Of course the signatureField could be the unique field, but generally you want the unique field to be unique. When a document is added, a signature will automatically be generated and attached to the document in the specified signatureField.

Configuration Options

There are two places in Solr to configure de-duplication: in solrconfig.xml and in the schema.

In solrconfig.xml

The SignatureUpdateProcessorFactory has to be registered in solrconfig.xml as part of an Update Request Processor Chain, as in this example:

<updateRequestProcessorChain default="true">
  <processor class="solr.LogUpdateProcessorFactory" />
  <processor class="solr.processor.SignatureUpdateProcessorFactory">
    <str name="signatureField">id</str>
    <str name="fields">name,features,cat</str>
    <str name="signatureClass">solr.processor.Lookup3Signature</str>
  </processor>
  <processor class="solr.RunUpdateProcessorFactory" />
</updateRequestProcessorChain>

The SignatureUpdateProcessorFactory takes several properties:

signatureClass

Optional

Default: org.apache.solr.update.processor.Lookup3Signature

A Signature implementation for generating a signature hash.
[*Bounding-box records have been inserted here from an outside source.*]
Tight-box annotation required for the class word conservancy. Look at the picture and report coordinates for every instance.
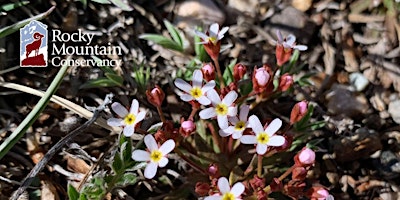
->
[51,30,122,66]
[20,20,122,67]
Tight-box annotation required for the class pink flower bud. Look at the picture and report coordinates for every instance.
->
[299,147,315,165]
[307,186,329,200]
[195,182,210,196]
[201,63,215,82]
[179,120,196,136]
[290,101,308,124]
[279,73,294,92]
[146,85,165,107]
[233,63,246,81]
[254,67,269,86]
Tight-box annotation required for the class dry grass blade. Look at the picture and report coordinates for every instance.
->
[0,82,121,133]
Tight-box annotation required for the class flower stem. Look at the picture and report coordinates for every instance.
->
[213,57,225,90]
[174,148,208,175]
[157,106,167,124]
[257,155,263,177]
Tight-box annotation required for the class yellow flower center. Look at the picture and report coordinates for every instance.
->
[215,103,228,115]
[150,150,163,162]
[190,87,203,99]
[208,37,218,45]
[222,192,235,200]
[124,113,136,125]
[257,132,269,144]
[235,121,246,131]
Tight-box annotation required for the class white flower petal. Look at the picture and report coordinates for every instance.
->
[132,150,150,161]
[144,162,157,179]
[240,135,257,144]
[219,126,235,137]
[276,30,283,43]
[218,177,231,194]
[174,78,192,93]
[222,91,238,106]
[107,118,124,126]
[209,23,219,37]
[217,115,229,129]
[201,80,215,94]
[194,30,208,40]
[286,34,296,46]
[129,99,139,116]
[158,157,168,167]
[231,182,245,197]
[135,111,146,124]
[207,89,221,106]
[192,69,203,88]
[227,106,237,117]
[218,26,229,40]
[123,124,136,137]
[256,144,268,155]
[204,195,222,200]
[196,96,211,106]
[239,105,250,122]
[293,45,308,51]
[144,134,158,152]
[267,135,285,147]
[158,139,175,156]
[249,115,264,134]
[199,107,217,119]
[232,131,243,140]
[265,118,282,136]
[111,102,128,118]
[228,116,239,125]
[180,94,193,102]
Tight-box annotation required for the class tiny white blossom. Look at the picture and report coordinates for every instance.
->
[132,135,175,179]
[174,70,215,105]
[199,89,238,129]
[276,30,308,51]
[240,115,285,155]
[107,99,146,137]
[194,23,229,45]
[219,105,250,139]
[204,177,245,200]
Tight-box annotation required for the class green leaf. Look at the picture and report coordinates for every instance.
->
[115,172,137,187]
[68,184,79,200]
[109,0,133,11]
[0,1,29,12]
[104,73,124,86]
[139,34,183,52]
[111,153,124,174]
[222,58,237,85]
[0,6,56,38]
[164,20,183,49]
[121,139,132,163]
[79,78,120,89]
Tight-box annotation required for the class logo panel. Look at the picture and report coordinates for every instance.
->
[19,20,48,67]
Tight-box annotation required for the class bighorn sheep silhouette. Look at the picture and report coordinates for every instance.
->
[25,32,44,57]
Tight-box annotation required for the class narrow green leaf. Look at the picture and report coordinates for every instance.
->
[0,6,56,38]
[104,73,124,86]
[139,34,183,52]
[79,78,120,89]
[68,184,79,200]
[115,172,137,187]
[110,0,133,11]
[0,57,70,160]
[164,20,183,48]
[111,153,124,174]
[0,1,29,12]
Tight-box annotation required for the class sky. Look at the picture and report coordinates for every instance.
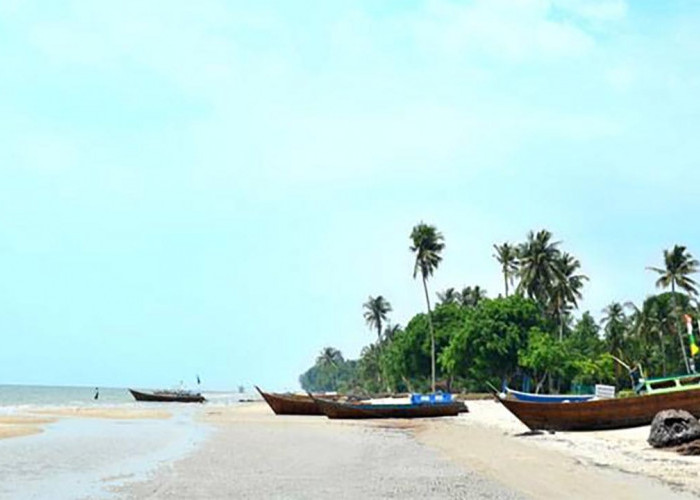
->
[0,0,700,390]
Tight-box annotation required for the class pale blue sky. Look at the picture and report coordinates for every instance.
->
[0,0,700,389]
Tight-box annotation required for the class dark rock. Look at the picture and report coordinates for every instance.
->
[676,440,700,455]
[647,410,700,448]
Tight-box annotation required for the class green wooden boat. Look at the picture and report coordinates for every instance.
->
[635,373,700,394]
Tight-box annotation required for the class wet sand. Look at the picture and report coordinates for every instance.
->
[32,407,172,420]
[119,404,522,499]
[119,401,699,500]
[0,400,700,500]
[0,407,209,500]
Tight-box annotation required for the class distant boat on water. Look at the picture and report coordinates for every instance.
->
[129,389,206,403]
[503,386,595,403]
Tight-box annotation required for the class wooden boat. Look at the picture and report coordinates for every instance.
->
[255,385,334,415]
[129,389,206,403]
[505,387,595,403]
[500,388,700,431]
[636,373,700,394]
[310,396,468,419]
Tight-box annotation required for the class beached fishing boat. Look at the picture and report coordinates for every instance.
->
[255,385,323,415]
[500,387,700,431]
[129,389,206,403]
[310,396,468,419]
[504,387,595,403]
[635,373,700,394]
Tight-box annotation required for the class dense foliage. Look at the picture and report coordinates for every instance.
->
[300,229,700,393]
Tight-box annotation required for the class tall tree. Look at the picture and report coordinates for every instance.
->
[410,222,445,392]
[316,347,344,368]
[648,245,700,373]
[362,295,391,343]
[437,287,460,304]
[517,229,561,306]
[549,252,588,340]
[601,302,627,379]
[459,285,486,307]
[493,242,518,297]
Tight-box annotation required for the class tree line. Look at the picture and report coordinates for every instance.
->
[300,227,700,393]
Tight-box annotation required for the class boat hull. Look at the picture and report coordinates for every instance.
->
[501,389,700,431]
[314,398,467,419]
[129,389,206,403]
[506,388,595,403]
[255,386,323,415]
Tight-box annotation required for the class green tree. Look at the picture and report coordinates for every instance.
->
[549,252,588,341]
[458,285,486,307]
[410,222,445,392]
[493,242,518,297]
[440,295,548,390]
[519,328,567,393]
[362,295,391,343]
[517,229,563,305]
[437,287,460,304]
[648,245,699,373]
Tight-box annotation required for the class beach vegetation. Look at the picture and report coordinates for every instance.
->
[300,229,700,393]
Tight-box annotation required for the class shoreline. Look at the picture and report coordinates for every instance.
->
[0,400,700,500]
[116,401,699,500]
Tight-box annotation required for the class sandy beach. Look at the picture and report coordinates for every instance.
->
[0,400,700,499]
[119,400,700,499]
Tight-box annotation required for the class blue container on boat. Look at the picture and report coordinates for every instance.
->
[411,393,452,405]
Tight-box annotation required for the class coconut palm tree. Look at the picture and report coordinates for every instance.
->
[517,229,563,305]
[410,222,445,392]
[647,245,700,373]
[549,252,588,340]
[493,242,518,297]
[437,287,460,304]
[316,347,344,368]
[601,302,627,379]
[384,323,401,342]
[362,295,391,343]
[459,285,486,307]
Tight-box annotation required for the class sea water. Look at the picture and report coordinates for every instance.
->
[0,384,252,411]
[0,385,251,500]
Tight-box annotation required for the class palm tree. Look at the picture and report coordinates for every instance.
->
[625,297,672,377]
[384,323,401,342]
[316,347,345,391]
[647,245,700,373]
[362,295,391,343]
[550,252,588,340]
[316,347,344,367]
[517,229,562,305]
[493,242,518,297]
[459,285,486,307]
[601,302,627,379]
[410,222,445,392]
[437,287,460,304]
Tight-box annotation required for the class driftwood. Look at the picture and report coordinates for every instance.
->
[647,410,700,448]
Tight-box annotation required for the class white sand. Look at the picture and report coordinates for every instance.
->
[120,401,700,500]
[454,400,700,493]
[0,400,700,500]
[119,404,520,500]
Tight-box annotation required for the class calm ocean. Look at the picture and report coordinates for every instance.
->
[0,385,247,408]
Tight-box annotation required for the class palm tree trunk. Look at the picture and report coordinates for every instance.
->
[423,275,435,392]
[671,281,690,373]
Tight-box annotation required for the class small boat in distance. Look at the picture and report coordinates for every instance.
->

The full classpath of the implementation must be specified. The available options are described above, the associated classpaths to use are:

  • org.apache.solr.update.processor.Lookup3Signature

  • org.apache.solr.update.processor.MD5Signature

  • org.apache.solr.update.process.TextProfileSignature

fields

Optional

Default: all fields

The fields to use to generate the signature hash in a comma separated list. By default, all fields on the document will be used.

signatureField

Optional

Default: signatureField

The name of the field used to hold the fingerprint/signature. The field should be defined in your schema.

enabled

Optional

Default: true

Set to false to disable de-duplication processing.

overwriteDupes

Optional

Default: true

If true, when a document exists that already matches this signature, it will be overwritten. If you are using overwriteDupes=true the signatureField must be indexed="true" in your Schema.

Using SignatureUpdateProcessorFactory in SolrCloud

There are 2 important things to keep in mind when using SignatureUpdateProcessorFactory with SolrCloud:

  1. The overwriteDupes=true setting does not work except in the special case of using the uniqueKey field as the signatureField. Attempting De-duplication on any other signatureField will not work correctly because of how updates are forwarded to replicas

  2. When using the uniqueKey field as the signatureField, SignatureUpdateProcessorFactory must be run prior to the DistributedUpdateProcessor to ensure that documents can be routed to the correct shard leader based on the (generated) uniqueKey field.

(Using any other signatureField with overwriteDupes=false — to generate a Signature for each document with out De-duplication — has no limitations.)